Advertisement

Playboy Jazz Festival: 5 thoughts on Sunday evening’s show

Share

The annual Playboy Jazz Festival wrapped its 36th edition Sunday at the Hollywood Bowl with the usual blend of smooth sounds, searing sun and celebrities sitting in box seats (I see you, Tavis Smiley).

Our man Sean J. O’Connell wrote a thoughtful overview of the two-day program, but several acts – including George Benson and the not especially jazzy Fantasia -- performed after his deadline for Monday’s paper. Here are five thoughts on those late-breaking festivities.

1. José James is doing himself no favors. Last week the young New York singer released “While You Were Sleeping,” the anticipated follow-up to his excellent 2013 disc, “No Beginning No End.” A gorgeous extension of the trippy, behind-the-beat R&B that D’Angelo perfected on his “Voodoo,” James’ earlier album attracted notice well beyond the jazz world, and that scope-widening appears to have informed “While You Were Sleeping,” which pulls from folk, psychedelia and indie rock. But too often James allows Brad Allen Williams, a recent addition to his band, to slather the songs with rehearsal-room guitar shredding that totally harshes his deep-groove mellow.

Advertisement

The singer front-loaded his set Sunday with new material, and none of it sounded any better live; indeed, Williams’ weirdly aggro vibe seemed to work against James’ attempt to connect with a crowd whose conversation only grew louder to compensate for the unwelcome noise. The show improved when James did a handsomely understated cover of Al Green’s “Simply Beautiful.” And it got downright soulful with a string of tunes from “No Beginning No End,” including “Do You Feel,” which James dedicated to all the dads celebrating Father’s Day at the Bowl. It was no beginning, but a very strong end.

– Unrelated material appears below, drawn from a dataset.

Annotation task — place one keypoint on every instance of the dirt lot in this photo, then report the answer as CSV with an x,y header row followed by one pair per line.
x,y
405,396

2. Williams wasn’t Playboy’s only shredder – there was also Kevin Eubanks, the former “Tonight Show” bandleader who turned up Sunday in Dave Holland’s Prism. A screwed-tight prog-jazz quartet with a deep feel for funk, Prism – which also includes drummer Eric Harland and keyboardist Craig Taborn – made plenty of room for Eubanks’ riffing, the sharpness of which may have surprised listeners who only knew the guitarist as Jay Leno’s ingratiating sidekick. Properly supported here, though, the sound worked (even as many in the audience turned their attention to dinner).

3. Dr. Lonnie Smith ended his set with some showboating as well, though not on his usual Hammond B3 organ. Rather, the 71-year-old jazz veteran walked to the lip of the stage and ripped an impressive slap-bass-style solo on his electrified walking cane.

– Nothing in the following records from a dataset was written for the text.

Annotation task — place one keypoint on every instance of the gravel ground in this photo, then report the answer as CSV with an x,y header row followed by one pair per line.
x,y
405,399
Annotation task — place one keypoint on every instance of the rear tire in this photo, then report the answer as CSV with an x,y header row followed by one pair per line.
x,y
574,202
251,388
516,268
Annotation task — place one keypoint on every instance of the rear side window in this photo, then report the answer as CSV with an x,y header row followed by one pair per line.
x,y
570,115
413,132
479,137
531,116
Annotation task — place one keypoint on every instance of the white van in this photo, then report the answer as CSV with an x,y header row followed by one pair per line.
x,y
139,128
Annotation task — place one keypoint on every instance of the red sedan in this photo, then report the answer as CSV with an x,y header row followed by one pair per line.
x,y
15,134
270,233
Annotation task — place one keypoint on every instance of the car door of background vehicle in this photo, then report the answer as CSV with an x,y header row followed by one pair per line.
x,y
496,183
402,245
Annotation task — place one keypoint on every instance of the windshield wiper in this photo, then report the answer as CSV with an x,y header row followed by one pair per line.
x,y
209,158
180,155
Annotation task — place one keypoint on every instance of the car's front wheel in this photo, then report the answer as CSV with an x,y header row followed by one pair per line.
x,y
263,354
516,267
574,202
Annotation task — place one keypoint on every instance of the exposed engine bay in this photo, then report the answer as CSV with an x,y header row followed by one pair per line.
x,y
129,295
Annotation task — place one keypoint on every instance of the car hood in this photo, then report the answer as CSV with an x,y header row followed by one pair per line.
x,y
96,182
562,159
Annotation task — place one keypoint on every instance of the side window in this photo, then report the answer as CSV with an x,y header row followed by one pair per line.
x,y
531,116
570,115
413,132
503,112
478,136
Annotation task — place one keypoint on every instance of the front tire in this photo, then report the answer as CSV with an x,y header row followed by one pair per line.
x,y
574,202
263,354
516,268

4. “I didn’t come to be cute for you,” Fantasia told the Playboy crowd in a kind of warning, and that much was clear: Prowling the stage with a thrillingly wild look in her eyes – very Liza Minnelli at times -- the “American Idol” alum tore through songs such as “So Much to Prove” and “It’s All Good” as though she couldn’t have cared less what the exertion did to her hair or makeup.

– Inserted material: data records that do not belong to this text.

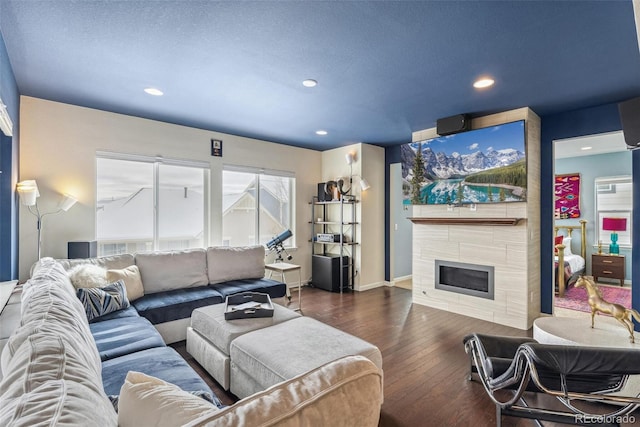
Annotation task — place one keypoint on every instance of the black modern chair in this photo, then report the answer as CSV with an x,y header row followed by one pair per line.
x,y
509,366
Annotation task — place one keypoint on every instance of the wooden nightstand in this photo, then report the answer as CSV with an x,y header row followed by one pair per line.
x,y
609,266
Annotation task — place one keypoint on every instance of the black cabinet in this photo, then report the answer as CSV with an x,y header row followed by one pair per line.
x,y
333,237
326,272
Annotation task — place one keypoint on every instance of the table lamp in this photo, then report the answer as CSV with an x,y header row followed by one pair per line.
x,y
614,225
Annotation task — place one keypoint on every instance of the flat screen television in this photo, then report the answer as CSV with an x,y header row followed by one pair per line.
x,y
486,165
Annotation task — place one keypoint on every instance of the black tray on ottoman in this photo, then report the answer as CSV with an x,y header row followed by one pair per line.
x,y
248,305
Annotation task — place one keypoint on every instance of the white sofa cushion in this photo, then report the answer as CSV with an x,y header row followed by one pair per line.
x,y
108,262
164,271
51,308
88,276
234,263
58,403
350,386
132,280
51,366
146,400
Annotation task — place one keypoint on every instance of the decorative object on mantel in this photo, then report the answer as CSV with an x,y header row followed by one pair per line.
x,y
28,191
613,225
599,304
486,165
567,196
465,221
364,185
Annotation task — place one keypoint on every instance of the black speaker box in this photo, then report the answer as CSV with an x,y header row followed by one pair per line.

She dropped a bit of Drake’s “Started From the Bottom” into “Man of the House,” then said she wanted to take us to church for “Trust Him,” which she combined with “A Change Is Gonna Come”; she brought out Kelly Rowland to help her do “Without Me,” then danced – well, just walked around fiercely, really – as her backup singers strung together parts of several early-’80s hits from the Prince factory: Vanity 6’s “Nasty Girl,” the Time’s “The Bird,” Sheila E’s “The Glamorous Life.”

Though she didn’t seem worried in the slightest about it, Fantasia justified her presence at a jazz festival with a sweaty, melisma-drenched rendition of “Summertime.” But she was most impressive in “Lose to Win,” a song from last year’s underrated “Side Effects of You” that she described as “my testimony.” Singing about things getting worse before they get better, she stretched out the music in a way that felt relaxed and urgent at the same time, a woman never more comfortable than when recounting her troubles onstage.

Advertisement

5. Was Fantasia’s intensity contagious? George Benson made you think so. Appearing at the Bowl less than a year after his almost comically tossed-off performance last fall, the pop-jazz singer-guitarist brought a renewed vigor to slick easy-listening staples such as “Turn Your Love Around” and “Give Me the Night,” and he seemed genuinely stoked to duet with Earl Klugh – something he said he’d never done – on the latter’s characteristically breezy “Living Inside Your Love.” Benson even cut the well-set schmaltz of “This Masquerade,” his Grammy-winning take on Leon Russell’s tune, with an astringent little solo that suggested he hasn’t stopped thinking about his music just yet.